When I had scouted the locations for this photo session, I went down to Federal Street and envisioned a shot along a long, blank brick wall with some run-down buildings in the background. When we got there on that hot summer day – months later – the city had torn up the sidewalks and the block was criss-crossed with yellow “caution” tape and orange cones. I was just going to skip that shot (we had three more locations to get to) but Shawn said “let me try something”. So he sat down in a doorway and got the model to walk along on the shifting, uneven gravel in her high-heels. The angles he got picked up a lot of the desolation that the construction created behind her. This will be the back cover image for the book. Better than what I had envisioned. Just proves that one should hire professionals and then listen to them.
Our model loved working with Shawn. I think if he had asked her to stand on her head, she would have (her husband is a fitness trainer so I’m sure she could have). Nearing the end of our sessions, we were waiting for the makeup artist to come up the steps and do a quick touch-up when the model just looked over at Shawn and smiled a broad smile – quick on the shutter, he grabbed this image. I know he’s my kid and I love him to death but I wouldn’t use him for projects like this if he couldn’t deliver the goods. As a professional, I can recommend him for just about any sort of photo work. He’s the best I’ve ever worked with.
We all celebrated after that at an Italian restaurant across the street. Air conditioned, of course.
The one thing that makes any designer lie awake at night is when a client insists that you use images of their actual employees. Inevitably there will be those as easy to work with as any amateur model that you might hire, others will be eager to please but just not very good at it and there will always be a few that are just plain impossible. I did a series of newspaper ads for a bank chain whose marketing director wanted to use images of the bank’s tellers, loan officers and others in the ads. I made arrangements with George to have them shot in his studio. There had to be a couple of dozen of them. I set him up with the first batch and hung around and directed the shoot. After that, as small groups of them were able to get in from their various branches around the state, I just set up appointments with him and let him do his thing without me. The coward’s way out, I know (not proud of that, I’ll admit), but it got the job done and I knew that my client’s people were in good hands.
But the marketing consultant that was reworking all of the advertising and promotional imaging for a large country department store contracted me to do all of the production work.
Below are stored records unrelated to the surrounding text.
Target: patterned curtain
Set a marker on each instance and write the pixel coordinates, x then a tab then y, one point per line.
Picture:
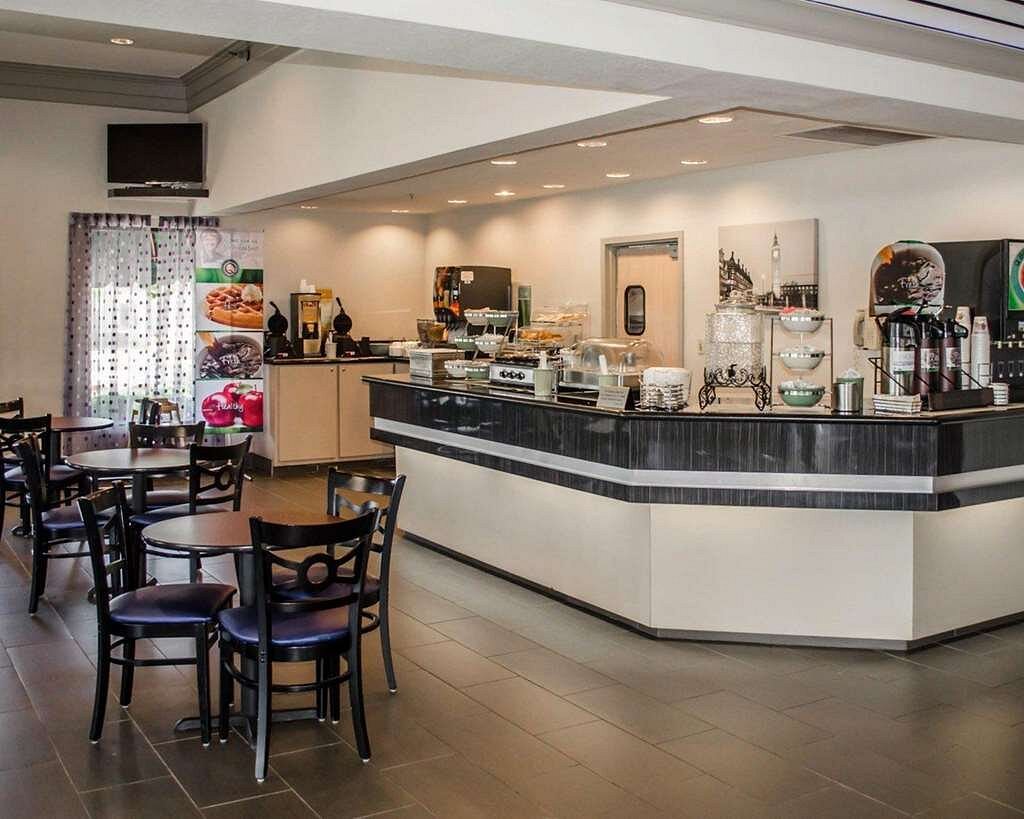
189	222
129	320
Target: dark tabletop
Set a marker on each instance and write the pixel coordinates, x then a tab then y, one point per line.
79	423
126	461
218	531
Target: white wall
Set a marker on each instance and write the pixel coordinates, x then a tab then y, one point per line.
298	126
374	262
938	190
52	162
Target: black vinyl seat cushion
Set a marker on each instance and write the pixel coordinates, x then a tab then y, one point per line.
306	629
171	604
162	498
69	518
290	591
59	475
169	512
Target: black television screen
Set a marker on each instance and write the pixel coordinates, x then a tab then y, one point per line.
139	154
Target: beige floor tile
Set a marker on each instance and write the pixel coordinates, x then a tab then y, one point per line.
531	707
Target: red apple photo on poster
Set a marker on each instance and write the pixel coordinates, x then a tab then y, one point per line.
228	406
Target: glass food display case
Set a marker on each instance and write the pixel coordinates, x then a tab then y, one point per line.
554	328
594	362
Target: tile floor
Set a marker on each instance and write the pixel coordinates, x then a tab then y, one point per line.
514	705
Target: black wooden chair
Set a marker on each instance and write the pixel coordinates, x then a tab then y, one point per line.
51	523
171	436
215	481
311	629
59	477
147	413
341	486
127	611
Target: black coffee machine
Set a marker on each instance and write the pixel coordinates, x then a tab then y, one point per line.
344	345
276	345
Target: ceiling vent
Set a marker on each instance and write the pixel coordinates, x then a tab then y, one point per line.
855	135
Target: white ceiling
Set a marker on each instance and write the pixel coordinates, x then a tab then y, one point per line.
644	154
983	36
42	40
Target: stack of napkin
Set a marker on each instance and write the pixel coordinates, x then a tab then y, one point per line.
903	404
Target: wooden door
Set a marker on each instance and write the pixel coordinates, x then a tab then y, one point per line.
353	421
649	297
305	401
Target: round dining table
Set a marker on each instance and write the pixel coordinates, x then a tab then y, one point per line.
62	424
220	532
140	463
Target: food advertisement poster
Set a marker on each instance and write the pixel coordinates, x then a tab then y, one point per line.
228	330
1016	289
228	279
228	355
First step was to take a field trip and photograph every employee in their natural habitat – the departments where they worked throughout the sprawling campus. The jeans people in the jeans department, the kayak guy with the kayaks and the furniture warehouse guy in the warehouse. Yeah, that’s him. For the brochure’s cover, I needed a couple of smiling faces wearing some of the products that they actually sold there. I picked out these two from among the employees there and shot them outside in the sunlight. That’s right, I did my own photography – I’m actually pretty good at it, but I’m more comfortable doing product photos and scenics.
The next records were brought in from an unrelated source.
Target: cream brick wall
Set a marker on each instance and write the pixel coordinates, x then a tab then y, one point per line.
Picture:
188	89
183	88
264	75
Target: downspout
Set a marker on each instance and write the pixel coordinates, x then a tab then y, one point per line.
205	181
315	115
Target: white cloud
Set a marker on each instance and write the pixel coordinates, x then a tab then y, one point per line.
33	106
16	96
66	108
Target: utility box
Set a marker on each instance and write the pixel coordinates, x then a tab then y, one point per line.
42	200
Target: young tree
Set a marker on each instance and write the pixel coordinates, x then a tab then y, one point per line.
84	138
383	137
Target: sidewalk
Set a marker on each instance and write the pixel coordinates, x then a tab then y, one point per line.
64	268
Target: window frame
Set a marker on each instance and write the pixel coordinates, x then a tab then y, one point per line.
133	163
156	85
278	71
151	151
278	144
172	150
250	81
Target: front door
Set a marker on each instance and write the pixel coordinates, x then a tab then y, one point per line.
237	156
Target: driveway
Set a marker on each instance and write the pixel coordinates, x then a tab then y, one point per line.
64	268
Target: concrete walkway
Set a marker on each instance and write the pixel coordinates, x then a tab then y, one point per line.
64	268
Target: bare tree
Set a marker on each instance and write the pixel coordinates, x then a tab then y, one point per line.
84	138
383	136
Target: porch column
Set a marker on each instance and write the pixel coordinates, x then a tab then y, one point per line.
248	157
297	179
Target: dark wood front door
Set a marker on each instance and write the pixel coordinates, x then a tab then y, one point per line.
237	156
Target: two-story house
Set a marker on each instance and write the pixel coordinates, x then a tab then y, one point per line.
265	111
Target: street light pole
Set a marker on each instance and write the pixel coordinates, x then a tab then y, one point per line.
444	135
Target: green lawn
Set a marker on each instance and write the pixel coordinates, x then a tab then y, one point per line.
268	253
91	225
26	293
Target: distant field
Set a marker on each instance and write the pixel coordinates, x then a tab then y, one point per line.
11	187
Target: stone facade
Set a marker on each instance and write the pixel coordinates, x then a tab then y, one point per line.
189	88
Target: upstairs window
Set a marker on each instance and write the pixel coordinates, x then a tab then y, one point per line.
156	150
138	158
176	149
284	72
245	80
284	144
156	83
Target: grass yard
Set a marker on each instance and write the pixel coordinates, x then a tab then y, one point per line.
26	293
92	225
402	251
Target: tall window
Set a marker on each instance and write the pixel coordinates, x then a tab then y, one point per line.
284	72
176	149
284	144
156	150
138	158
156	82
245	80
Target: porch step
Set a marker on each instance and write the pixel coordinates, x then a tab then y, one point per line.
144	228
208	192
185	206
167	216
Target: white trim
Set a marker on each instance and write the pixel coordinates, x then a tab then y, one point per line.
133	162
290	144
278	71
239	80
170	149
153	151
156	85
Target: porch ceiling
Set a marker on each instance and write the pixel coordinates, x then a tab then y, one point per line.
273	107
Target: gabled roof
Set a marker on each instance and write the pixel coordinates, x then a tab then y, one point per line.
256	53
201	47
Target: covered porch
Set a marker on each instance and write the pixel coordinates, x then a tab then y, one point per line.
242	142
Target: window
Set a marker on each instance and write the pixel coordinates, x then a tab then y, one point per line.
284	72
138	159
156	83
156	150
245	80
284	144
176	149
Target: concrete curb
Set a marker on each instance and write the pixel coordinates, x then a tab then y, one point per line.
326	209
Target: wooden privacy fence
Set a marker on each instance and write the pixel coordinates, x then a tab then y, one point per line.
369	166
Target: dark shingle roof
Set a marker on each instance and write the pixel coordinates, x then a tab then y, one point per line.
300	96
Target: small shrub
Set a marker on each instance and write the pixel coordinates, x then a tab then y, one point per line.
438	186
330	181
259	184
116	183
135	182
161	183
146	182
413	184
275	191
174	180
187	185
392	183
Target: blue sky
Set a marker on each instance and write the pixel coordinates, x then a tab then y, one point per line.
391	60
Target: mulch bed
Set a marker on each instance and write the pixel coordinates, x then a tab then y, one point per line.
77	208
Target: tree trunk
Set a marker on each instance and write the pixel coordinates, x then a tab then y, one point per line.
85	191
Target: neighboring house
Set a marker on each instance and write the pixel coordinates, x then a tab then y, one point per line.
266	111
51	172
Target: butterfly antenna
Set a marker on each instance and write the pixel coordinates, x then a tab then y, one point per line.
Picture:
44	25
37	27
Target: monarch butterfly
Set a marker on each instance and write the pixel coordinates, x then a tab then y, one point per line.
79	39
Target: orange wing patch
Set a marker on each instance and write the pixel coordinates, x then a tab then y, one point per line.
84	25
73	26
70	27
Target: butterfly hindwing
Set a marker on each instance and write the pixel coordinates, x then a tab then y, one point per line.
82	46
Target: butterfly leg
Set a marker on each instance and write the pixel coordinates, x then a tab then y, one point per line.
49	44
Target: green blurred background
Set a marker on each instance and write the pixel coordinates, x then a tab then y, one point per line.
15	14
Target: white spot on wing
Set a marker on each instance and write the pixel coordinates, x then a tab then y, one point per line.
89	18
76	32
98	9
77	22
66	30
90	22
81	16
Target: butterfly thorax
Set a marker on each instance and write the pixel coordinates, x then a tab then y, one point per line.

I shot them separately in the sunlight outdoors and then put the two images together in PhotoShop. I took a photo of the side of a weathered old barn down the road and laid the image of the two young models against a background of gray barnboards for the cover. Dozens of other photos then scattered throughout the rest of the brochure inside. All in all, it went quite well. The marketing consultant who had hired me came along and the owners had prepped all of their people that it was “photo day” so everyone was prepared and very cooperative. I slept okay that night.